Graphical Programming: I Really Hope This Is the Future
Since March 2013, your author has been working on a software project with a fervor not previously experienced by said author. This work has not been a never-ending drive in a certain direction with a clear vision; rather, I’ve been engaging in copious exploratory programming. Over spring break, I got a working pre-alpha, and I thought the basic architecture was fairly solid and wouldn’t change much. Since then, every aspect of the stack has been swapped out for something new at least once. All the data structures are different, the important program logic is solving a completely different problem than it was, and the interface has gone through iteration after iteration of paradigm shift.
One thing, however, has remained.
The purpose of this project is to assist the coder in developing more complex code faster and easier by clearly exposing the structure of the code.
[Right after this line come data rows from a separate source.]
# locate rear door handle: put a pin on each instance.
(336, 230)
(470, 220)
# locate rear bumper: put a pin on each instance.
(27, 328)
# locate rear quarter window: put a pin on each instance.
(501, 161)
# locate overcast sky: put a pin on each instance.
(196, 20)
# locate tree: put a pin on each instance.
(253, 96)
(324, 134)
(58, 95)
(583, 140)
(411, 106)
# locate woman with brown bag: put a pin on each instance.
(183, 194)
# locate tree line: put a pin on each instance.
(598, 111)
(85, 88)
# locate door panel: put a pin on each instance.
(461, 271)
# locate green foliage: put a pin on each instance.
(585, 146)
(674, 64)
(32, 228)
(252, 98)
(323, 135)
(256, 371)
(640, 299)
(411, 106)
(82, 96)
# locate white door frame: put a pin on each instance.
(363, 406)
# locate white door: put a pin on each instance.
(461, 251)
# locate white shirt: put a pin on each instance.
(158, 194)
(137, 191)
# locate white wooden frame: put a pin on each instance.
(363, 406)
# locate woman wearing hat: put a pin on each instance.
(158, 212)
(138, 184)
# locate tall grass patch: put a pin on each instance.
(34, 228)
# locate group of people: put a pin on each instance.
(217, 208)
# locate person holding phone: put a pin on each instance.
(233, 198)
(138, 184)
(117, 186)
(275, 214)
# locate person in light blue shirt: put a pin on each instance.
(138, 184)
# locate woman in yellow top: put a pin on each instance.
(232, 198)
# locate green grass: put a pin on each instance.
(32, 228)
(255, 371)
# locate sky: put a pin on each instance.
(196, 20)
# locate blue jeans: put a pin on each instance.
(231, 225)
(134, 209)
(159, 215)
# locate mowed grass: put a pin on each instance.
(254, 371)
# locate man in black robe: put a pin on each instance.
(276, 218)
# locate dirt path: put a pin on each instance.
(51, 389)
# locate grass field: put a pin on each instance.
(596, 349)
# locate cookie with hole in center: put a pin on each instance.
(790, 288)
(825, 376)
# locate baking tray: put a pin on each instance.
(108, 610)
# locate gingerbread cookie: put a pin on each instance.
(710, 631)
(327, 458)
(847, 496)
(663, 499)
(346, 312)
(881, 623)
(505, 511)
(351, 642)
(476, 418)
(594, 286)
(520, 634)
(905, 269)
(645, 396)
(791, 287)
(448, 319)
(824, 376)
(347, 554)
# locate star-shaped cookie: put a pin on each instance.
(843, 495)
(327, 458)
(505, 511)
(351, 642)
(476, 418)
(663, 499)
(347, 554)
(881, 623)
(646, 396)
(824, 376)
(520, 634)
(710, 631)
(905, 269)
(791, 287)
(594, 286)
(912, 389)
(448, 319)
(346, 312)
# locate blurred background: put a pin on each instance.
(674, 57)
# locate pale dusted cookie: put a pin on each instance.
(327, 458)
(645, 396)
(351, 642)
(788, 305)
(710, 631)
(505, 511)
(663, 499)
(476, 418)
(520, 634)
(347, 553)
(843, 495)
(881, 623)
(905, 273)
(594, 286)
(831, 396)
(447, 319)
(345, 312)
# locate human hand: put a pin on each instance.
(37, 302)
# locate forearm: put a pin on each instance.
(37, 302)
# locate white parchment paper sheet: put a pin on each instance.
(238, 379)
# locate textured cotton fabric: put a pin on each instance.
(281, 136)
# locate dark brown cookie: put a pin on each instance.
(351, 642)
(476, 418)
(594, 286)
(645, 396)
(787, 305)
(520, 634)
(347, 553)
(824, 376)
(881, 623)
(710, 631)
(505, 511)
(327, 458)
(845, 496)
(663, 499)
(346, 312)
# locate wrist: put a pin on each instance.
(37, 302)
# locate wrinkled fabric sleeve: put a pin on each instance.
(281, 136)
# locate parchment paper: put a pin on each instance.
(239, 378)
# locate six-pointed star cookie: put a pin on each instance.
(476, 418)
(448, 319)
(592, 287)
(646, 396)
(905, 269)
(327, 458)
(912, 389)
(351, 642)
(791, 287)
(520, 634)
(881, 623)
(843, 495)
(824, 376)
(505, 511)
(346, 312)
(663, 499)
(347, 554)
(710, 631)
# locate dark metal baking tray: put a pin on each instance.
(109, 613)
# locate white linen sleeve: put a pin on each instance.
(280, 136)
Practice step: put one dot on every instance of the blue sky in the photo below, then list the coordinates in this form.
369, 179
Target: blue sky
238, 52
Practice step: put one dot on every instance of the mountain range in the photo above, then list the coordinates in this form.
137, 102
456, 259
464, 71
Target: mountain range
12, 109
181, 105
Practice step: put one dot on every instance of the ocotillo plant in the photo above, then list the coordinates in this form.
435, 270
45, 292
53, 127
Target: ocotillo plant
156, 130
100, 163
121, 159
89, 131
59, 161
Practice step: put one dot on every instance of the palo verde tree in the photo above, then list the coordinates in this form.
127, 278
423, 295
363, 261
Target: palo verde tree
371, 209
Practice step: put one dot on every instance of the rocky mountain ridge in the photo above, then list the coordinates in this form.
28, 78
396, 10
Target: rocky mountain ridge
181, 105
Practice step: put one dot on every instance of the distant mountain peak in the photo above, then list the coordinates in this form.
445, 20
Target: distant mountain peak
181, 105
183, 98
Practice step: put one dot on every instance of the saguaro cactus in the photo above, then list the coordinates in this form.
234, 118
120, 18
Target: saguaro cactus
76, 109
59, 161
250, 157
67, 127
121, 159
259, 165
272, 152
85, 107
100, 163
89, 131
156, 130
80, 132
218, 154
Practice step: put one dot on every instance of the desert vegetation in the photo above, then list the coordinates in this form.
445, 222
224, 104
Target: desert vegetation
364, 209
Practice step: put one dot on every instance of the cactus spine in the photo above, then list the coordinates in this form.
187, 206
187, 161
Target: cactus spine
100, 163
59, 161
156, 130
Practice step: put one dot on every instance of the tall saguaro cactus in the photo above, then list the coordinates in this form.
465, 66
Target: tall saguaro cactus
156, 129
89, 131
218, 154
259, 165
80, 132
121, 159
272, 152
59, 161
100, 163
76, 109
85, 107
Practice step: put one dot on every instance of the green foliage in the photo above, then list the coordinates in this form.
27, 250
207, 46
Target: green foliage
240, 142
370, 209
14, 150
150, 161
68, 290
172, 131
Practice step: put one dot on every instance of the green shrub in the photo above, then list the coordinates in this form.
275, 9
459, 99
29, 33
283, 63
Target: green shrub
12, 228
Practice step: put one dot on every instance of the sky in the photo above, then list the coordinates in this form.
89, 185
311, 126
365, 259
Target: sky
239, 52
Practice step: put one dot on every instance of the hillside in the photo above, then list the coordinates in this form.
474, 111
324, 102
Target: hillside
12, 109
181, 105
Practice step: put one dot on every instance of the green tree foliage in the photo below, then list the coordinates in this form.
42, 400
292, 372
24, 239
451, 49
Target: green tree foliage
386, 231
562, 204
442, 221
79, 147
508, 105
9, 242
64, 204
To explain the solution I propose, I will first explain the particular problem I see.
ASCII Is Awesome, Just Not That Awesome
In the Good Old Days(tm), people wrote programs in binary, and the great masters of the era were those who achieved the greatest oneness with the computer. By which I mean, the interface between humans and computers followed a very simple rule: make something the computers can understand, and then teach the humans to speak the language. This system worked rather well because humans have an amazing ability to learn even the most abstract skills remarkably well.
In time, though, with advent of assemblers, and later compilers and interpreters, we moved the frontier between humans and computers. Now, the computer does much more work to try to understand what we mean; likewise, humans do much less work to try to explain what we mean. As abstraction is layered on abstraction, humans can use simpler statements to describe more complex programs than ever before.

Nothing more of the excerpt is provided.